EL BRILLO DE SUS OJOS.

[ANÉCDOTA] De ella me llamaban la atención dos cosas: lo bien que le quedaban las pecas y su media sonrisa natural y agradable.


La veía casi todos los días, ya que nuestras rutas se cruzaban. 

Ella saliendo del colegio rumbo a su paradero, siempre caminando tranquila y acompañada con alguien; yo regresando apurado a casa para almorzar y retornar al colegio en la tarde. Nos saludábamos con un ligero gesto.  

De repente un día, esa ocasional media sonrisa se convirtió en una sonrisa franca y casi permanente. Intrigado, me pregunte “¿Cómo alguien puede sonreír siempre así?”. “ ¿Por qué?”
Evidentemente la vida aun no me daba la suspicacia necesaria para adelantar respuestas.

Personalmente reconozco estar / tener tres estados básicos: tranquilo, sonriente y carcajadas. Sonreír natural y casi permanentemente es extraño para mí.
Me decía: Alguna vez tendré la oportunidad de conversar con ella y saber por qué.

Mientras tanto, la rutina de cruzarnos casi diariamente continuaba.
La oportunidad llego. Su promoción organizo una fiesta pro fondos en un local cerca de la casa de ella.

Cuando llegue a la fiesta ella no estaba. Decepción momentánea, porque la fiesta era un éxito y naturalmente me sumergí en ella. Así sucede.

Recuerdo claramente que para esa fiesta habían contratado a una banda que tocaba muy bien pero cuyo nombre nunca supe. Interpretaron una canción que me gustó mucho, sobre todo por el acorde central y el rol de la primera guitarra. La verdad, no sabía que había escuchado por primera vez una de las canciones del que sería mi guitarrista favorito.

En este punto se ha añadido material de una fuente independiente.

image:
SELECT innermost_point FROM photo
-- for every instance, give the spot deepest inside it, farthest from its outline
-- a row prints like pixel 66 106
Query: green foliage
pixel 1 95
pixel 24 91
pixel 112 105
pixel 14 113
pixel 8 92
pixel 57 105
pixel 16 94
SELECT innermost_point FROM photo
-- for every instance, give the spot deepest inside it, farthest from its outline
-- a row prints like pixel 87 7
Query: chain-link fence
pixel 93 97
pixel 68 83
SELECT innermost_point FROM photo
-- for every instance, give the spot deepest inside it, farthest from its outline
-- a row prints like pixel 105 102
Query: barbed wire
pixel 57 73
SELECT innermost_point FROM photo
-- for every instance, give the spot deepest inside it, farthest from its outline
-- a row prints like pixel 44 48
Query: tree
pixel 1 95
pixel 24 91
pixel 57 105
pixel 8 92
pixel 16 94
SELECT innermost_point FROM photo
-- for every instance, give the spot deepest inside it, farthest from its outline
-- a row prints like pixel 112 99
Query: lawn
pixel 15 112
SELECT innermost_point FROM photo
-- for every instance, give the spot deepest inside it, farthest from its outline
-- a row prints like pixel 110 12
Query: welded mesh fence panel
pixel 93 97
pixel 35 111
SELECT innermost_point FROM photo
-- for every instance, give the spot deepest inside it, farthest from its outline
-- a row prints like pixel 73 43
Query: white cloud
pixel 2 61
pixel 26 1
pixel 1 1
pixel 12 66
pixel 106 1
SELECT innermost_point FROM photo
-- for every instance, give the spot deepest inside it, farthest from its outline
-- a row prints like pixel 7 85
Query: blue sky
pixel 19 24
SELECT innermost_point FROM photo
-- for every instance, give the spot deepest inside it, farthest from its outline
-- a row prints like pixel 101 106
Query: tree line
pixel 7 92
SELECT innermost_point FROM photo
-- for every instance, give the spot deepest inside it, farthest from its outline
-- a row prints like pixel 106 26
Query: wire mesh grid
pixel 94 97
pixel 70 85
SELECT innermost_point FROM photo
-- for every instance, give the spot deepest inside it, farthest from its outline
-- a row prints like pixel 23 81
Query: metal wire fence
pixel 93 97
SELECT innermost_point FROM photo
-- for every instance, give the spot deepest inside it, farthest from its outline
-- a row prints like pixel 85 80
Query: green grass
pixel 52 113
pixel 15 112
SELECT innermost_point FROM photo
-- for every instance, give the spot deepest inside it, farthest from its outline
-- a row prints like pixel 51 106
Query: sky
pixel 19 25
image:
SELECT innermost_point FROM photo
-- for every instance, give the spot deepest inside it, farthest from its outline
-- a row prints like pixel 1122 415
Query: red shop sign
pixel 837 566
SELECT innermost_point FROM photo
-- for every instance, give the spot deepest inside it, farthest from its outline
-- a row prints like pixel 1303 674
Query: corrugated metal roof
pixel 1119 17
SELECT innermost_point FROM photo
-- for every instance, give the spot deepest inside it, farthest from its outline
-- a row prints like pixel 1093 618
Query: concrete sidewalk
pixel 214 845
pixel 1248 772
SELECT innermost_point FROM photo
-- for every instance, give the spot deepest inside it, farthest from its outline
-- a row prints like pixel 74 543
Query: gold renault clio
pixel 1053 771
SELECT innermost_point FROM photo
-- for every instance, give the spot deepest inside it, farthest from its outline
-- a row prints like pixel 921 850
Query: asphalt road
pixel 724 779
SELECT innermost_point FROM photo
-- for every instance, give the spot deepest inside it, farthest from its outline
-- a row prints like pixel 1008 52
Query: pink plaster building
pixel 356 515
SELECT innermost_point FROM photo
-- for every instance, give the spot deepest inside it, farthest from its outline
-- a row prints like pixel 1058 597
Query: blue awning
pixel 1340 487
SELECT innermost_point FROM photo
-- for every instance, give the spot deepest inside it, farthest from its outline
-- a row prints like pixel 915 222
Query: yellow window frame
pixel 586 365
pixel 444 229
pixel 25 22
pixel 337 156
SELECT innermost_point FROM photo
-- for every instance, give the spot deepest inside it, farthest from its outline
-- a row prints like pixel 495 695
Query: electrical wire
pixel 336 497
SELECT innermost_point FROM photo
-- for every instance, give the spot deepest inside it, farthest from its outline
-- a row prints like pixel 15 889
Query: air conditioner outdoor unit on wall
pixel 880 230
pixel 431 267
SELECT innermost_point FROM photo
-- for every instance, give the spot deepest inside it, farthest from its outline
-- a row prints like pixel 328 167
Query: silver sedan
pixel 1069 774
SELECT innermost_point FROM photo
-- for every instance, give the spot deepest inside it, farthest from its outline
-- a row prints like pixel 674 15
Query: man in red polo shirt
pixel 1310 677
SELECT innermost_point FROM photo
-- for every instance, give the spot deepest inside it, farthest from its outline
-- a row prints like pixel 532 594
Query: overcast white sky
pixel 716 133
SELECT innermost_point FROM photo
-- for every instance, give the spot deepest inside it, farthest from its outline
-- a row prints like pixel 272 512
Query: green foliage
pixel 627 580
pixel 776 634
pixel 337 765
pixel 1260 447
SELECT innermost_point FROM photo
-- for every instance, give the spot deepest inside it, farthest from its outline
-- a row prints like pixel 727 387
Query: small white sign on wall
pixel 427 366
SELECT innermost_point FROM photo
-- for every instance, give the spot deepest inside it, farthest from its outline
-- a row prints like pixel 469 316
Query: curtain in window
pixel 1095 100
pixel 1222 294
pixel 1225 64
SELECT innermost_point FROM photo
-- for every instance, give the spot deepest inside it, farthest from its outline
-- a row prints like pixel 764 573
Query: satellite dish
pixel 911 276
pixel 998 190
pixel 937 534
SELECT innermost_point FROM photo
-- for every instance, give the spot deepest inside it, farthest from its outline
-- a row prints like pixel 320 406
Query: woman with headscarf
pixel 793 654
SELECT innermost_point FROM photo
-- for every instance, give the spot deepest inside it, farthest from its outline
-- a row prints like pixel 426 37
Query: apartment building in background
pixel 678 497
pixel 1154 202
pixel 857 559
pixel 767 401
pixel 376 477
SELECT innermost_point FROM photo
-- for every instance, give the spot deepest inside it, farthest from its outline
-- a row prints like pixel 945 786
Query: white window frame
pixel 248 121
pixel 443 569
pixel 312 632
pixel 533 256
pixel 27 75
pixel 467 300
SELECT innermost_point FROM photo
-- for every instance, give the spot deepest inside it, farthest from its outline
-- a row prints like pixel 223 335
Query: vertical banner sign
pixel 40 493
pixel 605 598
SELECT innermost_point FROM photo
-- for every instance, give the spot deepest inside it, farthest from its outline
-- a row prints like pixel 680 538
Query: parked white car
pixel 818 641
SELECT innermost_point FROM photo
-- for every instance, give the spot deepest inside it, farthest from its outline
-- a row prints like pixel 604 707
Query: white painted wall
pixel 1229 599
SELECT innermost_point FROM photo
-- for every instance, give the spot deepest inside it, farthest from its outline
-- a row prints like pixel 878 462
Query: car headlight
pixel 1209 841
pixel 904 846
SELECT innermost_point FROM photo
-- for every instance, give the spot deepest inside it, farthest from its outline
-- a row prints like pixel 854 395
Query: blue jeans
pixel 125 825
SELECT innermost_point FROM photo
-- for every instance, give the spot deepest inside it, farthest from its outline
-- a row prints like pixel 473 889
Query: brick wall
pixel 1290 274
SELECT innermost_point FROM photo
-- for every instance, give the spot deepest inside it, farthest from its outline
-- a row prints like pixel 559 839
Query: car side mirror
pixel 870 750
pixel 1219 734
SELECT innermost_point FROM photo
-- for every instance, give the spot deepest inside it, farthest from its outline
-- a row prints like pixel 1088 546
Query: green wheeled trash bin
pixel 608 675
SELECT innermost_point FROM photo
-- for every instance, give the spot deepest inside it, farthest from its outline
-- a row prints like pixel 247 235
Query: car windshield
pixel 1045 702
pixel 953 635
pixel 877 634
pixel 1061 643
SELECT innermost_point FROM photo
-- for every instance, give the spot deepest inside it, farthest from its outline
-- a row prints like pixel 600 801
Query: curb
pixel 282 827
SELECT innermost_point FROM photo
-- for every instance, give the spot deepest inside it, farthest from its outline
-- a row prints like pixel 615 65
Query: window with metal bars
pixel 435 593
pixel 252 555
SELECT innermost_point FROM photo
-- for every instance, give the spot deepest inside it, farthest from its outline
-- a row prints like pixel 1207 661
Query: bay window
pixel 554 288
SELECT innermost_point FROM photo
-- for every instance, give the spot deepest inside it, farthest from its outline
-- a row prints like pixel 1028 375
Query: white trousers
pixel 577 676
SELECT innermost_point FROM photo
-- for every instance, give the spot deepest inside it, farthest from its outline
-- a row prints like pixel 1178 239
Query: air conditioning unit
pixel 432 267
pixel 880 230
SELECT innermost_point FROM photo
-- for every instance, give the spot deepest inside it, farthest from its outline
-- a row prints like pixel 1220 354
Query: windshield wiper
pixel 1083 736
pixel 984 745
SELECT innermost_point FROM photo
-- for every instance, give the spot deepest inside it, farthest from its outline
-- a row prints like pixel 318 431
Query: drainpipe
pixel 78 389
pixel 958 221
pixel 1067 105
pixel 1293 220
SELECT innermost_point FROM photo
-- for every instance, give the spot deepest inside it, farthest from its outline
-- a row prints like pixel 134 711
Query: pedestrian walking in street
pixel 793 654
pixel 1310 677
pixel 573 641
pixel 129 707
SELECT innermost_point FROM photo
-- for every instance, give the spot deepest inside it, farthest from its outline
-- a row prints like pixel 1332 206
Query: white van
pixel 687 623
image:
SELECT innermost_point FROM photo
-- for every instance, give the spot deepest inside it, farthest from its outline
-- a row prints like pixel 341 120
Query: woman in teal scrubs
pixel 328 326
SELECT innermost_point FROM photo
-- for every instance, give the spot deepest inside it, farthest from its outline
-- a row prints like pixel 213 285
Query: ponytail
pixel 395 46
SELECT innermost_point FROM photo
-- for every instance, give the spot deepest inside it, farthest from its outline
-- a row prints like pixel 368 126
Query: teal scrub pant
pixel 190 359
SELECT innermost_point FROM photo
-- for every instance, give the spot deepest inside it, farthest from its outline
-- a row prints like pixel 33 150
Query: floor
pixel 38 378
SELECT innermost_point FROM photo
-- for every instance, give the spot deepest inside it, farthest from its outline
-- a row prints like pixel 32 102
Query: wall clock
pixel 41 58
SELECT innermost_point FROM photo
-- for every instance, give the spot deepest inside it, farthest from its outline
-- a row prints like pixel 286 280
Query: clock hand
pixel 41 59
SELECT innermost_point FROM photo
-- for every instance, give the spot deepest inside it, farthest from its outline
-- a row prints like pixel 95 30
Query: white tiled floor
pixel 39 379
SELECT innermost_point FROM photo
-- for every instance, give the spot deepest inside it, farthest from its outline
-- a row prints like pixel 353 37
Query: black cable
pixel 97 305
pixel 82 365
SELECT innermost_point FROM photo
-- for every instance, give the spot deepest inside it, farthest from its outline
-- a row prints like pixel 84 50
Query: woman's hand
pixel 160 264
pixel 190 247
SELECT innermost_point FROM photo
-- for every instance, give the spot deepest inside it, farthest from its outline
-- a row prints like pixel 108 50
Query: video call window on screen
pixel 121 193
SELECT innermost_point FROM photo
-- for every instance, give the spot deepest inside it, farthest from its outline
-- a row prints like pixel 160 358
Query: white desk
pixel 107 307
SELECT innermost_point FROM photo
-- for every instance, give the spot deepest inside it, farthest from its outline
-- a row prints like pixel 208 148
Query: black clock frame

Al finalizar la canción me acerque a la banda y le pregunte a uno de ellos como se llamaba la canción y con la bulla que había en ese momento en el escenario solo escuche: blablablabla Clapton.

La verdad es que posteriormente supe –por supuesto con la ayuda de Radio Miraflores- que me había dicho Cream, Sunshine of your love, Eric Clapton.

La fiesta continuó.
Ella no llegaba.
La fiesta terminó.

Las luces de color y toda la parafernalia de discos cortadores, semáforos, fluorescentes y bolas de espejos se apagaron, las luces habituales se prendieron, la realidad se apodero otra vez del local. 

La gente fue saliendo, una que otra pareja conversaba por allí, un grupo de chicos por allá, otro de chicas por acá.

Mientras esperaba a mi hermana para regresar juntos a casa, miraba tranquilo como la banda desarmaba sus equipos. Cerca mío, las chicas de la promoción estaban cuadrando las cuentas.

En eso apareció. Con una sonrisa mejor que la que yo le conocía, tenía los ojos brillantes y estaba despeinada – como si hubiera venido en moto- pensé.

“Hola”, saludo a todos. “Miren la hora a la que llego” dijo casi riendo. Sus amigas le sonrieron de manera cómplice. Ella vivía literalmente a dos cuadras del local ¡!

Detrás suyo llego alguien a quien presento como “su chico”, pero la verdad es que el chico no era muy chico, era más bien grande.

“Hola”, saludo el “Tuvimos un problema con la moto” dijo sonriendo y mirando hacia ella, mientras me hablaba a mí. Ella le sonreía también. 

Me dio la mano y la mía casi desapareció dentro de la suya. Tenía manos gruesas y si bien no lucía una gran sonrisa, igual que ella tenía también los ojos brillantes.

Bueno, pensé, ya tengo la respuesta de porque ella sonríe así: está enamorada. Esa sonrisa tenia dueño.

Nos despedimos.
Luego de eso, la rutina cambio, ya casi no la veía.
Era natural, la vida debe continuar.

Tiempo después supe que se habían casado.